The failure message still looks pretty danged stupid on WinXP however;
"The Apache2 service on Local Computer started and then stopped."
[ok, that part is straightforward.] "Some services stop automatically
if they have no work to do, for example, the Performance Logs and
Alerts service." [that's the bogus bit.]
Greg Ames [Mon, 4 Feb 2002 21:19:08 +0000 (21:19 +0000)]
vetoing and backing out OtherBill's patch rev 1.91. This breaks
mod_autoindex on systems such as Unix where apr_dir_read doesn't automatically
return the filetype. You see a '?' icon rather than a folder icon
for directories on 2.0.31 because mod_autoindex doesn't realize that the thing
is a directory.
Ryan Bloom [Mon, 4 Feb 2002 18:41:46 +0000 (18:41 +0000)]
Not being able to bind to a socket is a fatal error. This makes all
MPMs treat it as such. We now print a message to the console, and return
a non-zero status code.
Aaron Bannert [Sun, 3 Feb 2002 18:51:17 +0000 (18:51 +0000)]
I fully agree with Cliff and Justin on this one. Given the fact that
this only appears in maintainer-mode, I take back my dev@httpd list
comments that this would be a showstopper.
- Add note on the bad AP_DEBUG_ASSERT call. Is this a showstopper or can
it be indicated in the 2.0.31 release notes? Voice your opinions.
- The worker CGI test failure Ken sees seems to be a problem with
perl or httpd-test as no one else seems to be able to reproduce it.
So, let's try to demote this.
- I have no earthly idea what rbb is talking about. Whatever it may be,
I can't fathom that it'd stop a release.
Bill Stoddard [Sun, 3 Feb 2002 06:11:40 +0000 (06:11 +0000)]
First cut at mod_disk_cache, based on code from the IBM AS400 team. Still
need to cleanup where some bytes are stored, check-in routines this module
calls in cache_util, etc.
Cliff Woolley [Sun, 3 Feb 2002 03:19:41 +0000 (03:19 +0000)]
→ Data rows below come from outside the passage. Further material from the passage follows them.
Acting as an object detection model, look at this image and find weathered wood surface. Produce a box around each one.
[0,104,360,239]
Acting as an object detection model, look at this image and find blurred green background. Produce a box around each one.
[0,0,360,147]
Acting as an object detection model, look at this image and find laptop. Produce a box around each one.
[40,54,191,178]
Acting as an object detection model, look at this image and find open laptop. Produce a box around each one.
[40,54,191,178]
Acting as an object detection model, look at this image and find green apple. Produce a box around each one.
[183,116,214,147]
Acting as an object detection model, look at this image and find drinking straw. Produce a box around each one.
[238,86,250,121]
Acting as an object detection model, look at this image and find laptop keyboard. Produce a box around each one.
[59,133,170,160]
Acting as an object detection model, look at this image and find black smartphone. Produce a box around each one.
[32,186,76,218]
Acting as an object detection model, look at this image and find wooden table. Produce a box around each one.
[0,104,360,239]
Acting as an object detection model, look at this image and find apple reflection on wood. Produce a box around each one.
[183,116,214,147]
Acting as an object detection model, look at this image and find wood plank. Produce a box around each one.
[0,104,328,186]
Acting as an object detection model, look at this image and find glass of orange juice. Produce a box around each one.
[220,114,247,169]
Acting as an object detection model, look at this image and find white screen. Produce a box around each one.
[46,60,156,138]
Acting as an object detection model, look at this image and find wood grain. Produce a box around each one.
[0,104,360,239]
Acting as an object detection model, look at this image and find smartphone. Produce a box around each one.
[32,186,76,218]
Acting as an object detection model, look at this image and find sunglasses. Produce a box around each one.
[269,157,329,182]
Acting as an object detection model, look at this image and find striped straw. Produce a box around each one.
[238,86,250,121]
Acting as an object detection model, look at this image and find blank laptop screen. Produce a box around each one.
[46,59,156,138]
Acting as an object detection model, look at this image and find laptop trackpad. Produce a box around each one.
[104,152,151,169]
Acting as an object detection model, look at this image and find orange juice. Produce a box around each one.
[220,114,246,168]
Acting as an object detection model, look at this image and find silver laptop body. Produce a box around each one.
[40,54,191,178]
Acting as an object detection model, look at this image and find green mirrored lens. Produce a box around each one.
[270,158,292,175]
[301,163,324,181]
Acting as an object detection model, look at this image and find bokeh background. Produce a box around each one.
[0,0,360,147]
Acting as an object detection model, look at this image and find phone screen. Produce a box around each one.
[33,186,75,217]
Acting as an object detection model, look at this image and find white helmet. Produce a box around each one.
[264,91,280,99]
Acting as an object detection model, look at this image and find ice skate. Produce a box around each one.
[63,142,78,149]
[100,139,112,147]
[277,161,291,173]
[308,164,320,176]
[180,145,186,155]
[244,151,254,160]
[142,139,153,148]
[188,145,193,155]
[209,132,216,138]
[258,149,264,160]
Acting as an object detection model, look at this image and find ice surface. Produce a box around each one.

I was leaning toward the configurable flavor, but OtherBill convinced me
we should be more concerned with keeping the parent rock solid than adding
extra layers to protect the children from a broken parent.
Linux 2.4 (MDK 8.0) is fine here as reported earlier.
I'm fine with adjusting that script in a -beta tarball since it isn't a
code change. However, since official binbuilds are contributed by
committers only, this isn't a big deal as they can be smart enough to
use the updated script anyway. And, binbuild has some other issues that
will be addressed shortly. So, even if it doesn't happen, oh well.